The couple's son, Michael, was instrumental in establishing the Miami branch of Jencare, even though he is a lawyer. Their daughter, Petagaye, is a postgraduate student in chemistry who has hopes of going on to do Dermatology.
"When she has completed her chemistry, we are sure she will help in formulating new products," her father says.
Lloyd Samuda admits that he and his wife have always worked very long days, but that by the time the business became commercial Michael was living abroad and Petagaye was a fifth form student at Campion.
The children were also very involved, always suggesting to their parents to do this or that.
Lloyd Samuda states that his marriage has never come under pressure because of business issues. "We were always together. It is on the very rare occasion that we are apart."
The couple travel together constantly, both for business and pleasure. Their last trip was the annual visit to Italy for research on new equipment and products. They also made a stop in London.

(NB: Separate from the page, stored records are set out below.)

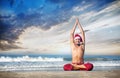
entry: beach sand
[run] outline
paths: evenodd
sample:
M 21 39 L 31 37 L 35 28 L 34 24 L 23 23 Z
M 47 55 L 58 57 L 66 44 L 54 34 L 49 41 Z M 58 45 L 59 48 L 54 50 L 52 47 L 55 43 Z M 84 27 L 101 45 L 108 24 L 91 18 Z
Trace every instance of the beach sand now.
M 0 78 L 119 78 L 115 71 L 30 71 L 0 72 Z

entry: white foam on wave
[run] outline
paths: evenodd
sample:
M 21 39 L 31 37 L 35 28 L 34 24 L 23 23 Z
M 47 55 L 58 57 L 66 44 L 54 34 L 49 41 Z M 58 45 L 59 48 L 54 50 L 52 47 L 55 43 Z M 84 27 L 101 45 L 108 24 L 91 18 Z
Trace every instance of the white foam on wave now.
M 0 62 L 22 62 L 22 61 L 28 61 L 28 62 L 37 62 L 37 61 L 64 61 L 63 58 L 48 58 L 48 57 L 29 57 L 29 56 L 22 56 L 22 57 L 0 57 Z
M 120 66 L 120 61 L 94 61 L 94 66 Z

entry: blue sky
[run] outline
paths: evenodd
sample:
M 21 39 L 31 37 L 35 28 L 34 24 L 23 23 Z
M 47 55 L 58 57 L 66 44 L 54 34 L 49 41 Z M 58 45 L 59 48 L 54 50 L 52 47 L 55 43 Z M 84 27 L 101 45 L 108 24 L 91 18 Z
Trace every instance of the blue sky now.
M 76 17 L 86 31 L 86 54 L 120 54 L 119 0 L 1 0 L 0 53 L 71 54 Z

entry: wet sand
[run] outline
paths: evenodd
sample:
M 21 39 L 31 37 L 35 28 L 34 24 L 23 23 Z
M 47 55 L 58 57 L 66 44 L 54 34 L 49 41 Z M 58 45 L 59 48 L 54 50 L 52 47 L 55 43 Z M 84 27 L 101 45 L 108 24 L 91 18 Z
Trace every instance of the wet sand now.
M 119 78 L 115 71 L 29 71 L 0 72 L 0 78 Z

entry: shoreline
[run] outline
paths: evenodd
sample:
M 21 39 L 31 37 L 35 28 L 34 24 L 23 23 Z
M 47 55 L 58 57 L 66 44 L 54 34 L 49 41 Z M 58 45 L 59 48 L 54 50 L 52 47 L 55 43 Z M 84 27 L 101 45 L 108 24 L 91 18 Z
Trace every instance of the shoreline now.
M 120 70 L 111 71 L 0 71 L 0 78 L 119 78 Z

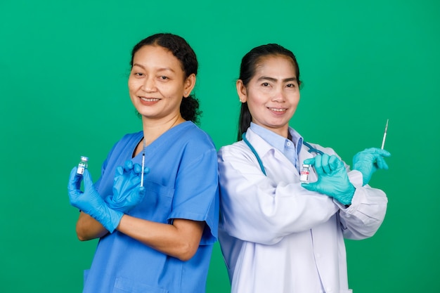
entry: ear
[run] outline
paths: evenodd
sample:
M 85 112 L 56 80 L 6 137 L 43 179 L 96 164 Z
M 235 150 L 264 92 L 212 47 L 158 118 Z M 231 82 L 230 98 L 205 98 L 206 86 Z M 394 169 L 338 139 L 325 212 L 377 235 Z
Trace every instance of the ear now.
M 195 86 L 195 74 L 191 74 L 185 79 L 185 87 L 183 91 L 183 96 L 188 98 L 191 93 L 193 89 Z
M 246 92 L 246 86 L 243 84 L 243 82 L 241 79 L 238 79 L 235 83 L 237 87 L 237 93 L 241 103 L 246 103 L 247 101 L 247 93 Z

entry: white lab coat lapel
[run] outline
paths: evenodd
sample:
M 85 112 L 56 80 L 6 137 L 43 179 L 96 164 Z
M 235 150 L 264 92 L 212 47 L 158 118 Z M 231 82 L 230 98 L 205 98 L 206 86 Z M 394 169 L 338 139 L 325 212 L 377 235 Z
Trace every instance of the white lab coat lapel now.
M 250 129 L 246 132 L 246 138 L 258 153 L 269 177 L 290 182 L 293 176 L 299 176 L 296 167 L 289 159 Z

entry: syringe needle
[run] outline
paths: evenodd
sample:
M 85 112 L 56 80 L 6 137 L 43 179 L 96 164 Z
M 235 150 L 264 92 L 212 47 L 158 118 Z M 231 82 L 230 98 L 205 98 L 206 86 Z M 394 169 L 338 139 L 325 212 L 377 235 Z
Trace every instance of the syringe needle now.
M 143 186 L 143 168 L 145 167 L 145 151 L 142 152 L 142 174 L 141 175 L 141 187 Z
M 385 146 L 385 138 L 387 138 L 387 131 L 388 130 L 388 119 L 387 119 L 387 124 L 385 124 L 385 131 L 384 131 L 384 138 L 382 139 L 382 147 L 380 148 L 382 150 L 384 149 L 384 146 Z

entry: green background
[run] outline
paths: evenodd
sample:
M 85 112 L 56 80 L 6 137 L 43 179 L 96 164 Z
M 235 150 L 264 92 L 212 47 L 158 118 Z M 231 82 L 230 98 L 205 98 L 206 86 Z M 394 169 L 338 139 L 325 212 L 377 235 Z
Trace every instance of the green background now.
M 79 292 L 96 240 L 77 240 L 67 181 L 80 155 L 98 179 L 108 152 L 141 129 L 127 94 L 130 51 L 169 32 L 198 54 L 201 127 L 236 136 L 235 81 L 251 48 L 278 43 L 304 82 L 292 120 L 349 164 L 380 147 L 389 170 L 384 222 L 347 241 L 356 293 L 439 292 L 440 4 L 437 1 L 2 1 L 0 3 L 0 292 Z M 207 292 L 229 289 L 216 245 Z

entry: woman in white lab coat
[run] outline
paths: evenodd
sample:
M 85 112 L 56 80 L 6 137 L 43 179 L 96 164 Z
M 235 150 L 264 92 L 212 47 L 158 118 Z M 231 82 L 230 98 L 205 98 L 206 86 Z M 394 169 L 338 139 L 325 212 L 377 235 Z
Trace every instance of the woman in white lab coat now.
M 242 60 L 239 141 L 219 151 L 219 236 L 233 293 L 351 292 L 344 238 L 373 236 L 385 216 L 385 194 L 368 182 L 389 153 L 366 149 L 350 170 L 332 149 L 304 142 L 289 126 L 300 84 L 295 56 L 279 45 Z

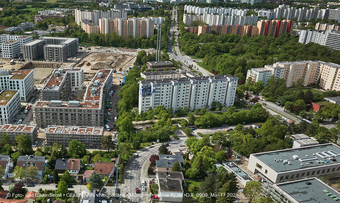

On an ongoing basis, Lloyd says, "We spend a lot of time talking about the direction in which the business is going to go."
He comments, "The most important thing in a marriage is to communicate ideas. Both of you should see yourselves at the same level and at the same time recognise that growth can take place at the level that you are at."
Samuda, who grew up in St. Elizabeth, says he is a simple man at heart with a love for simple pleasures. Although the days when he and his wife would find a party every Friday night (Pricilla's, Chasers, Mingles) are gone, they still drive out to the country from time to time for relaxation.
Discussing the possibilities of the future, he said, "What I would like is for the business to grow to the point where Jennifer can leave it so we can go travelling. There are many places in the world that I would like to go. I would move to Austria tomorrow. The greenery, the hillsides... it is a fabulous country, just like Jamaica."
Jennifer Samuda strolls into his office and comments, "Lloyd is my friend. He is my all. I am able to give as much as I give because of the kind of support he gives to me. I am not distracted by anything else."
Lloyd Samuda, still in his chair, smiles in acknowledgement.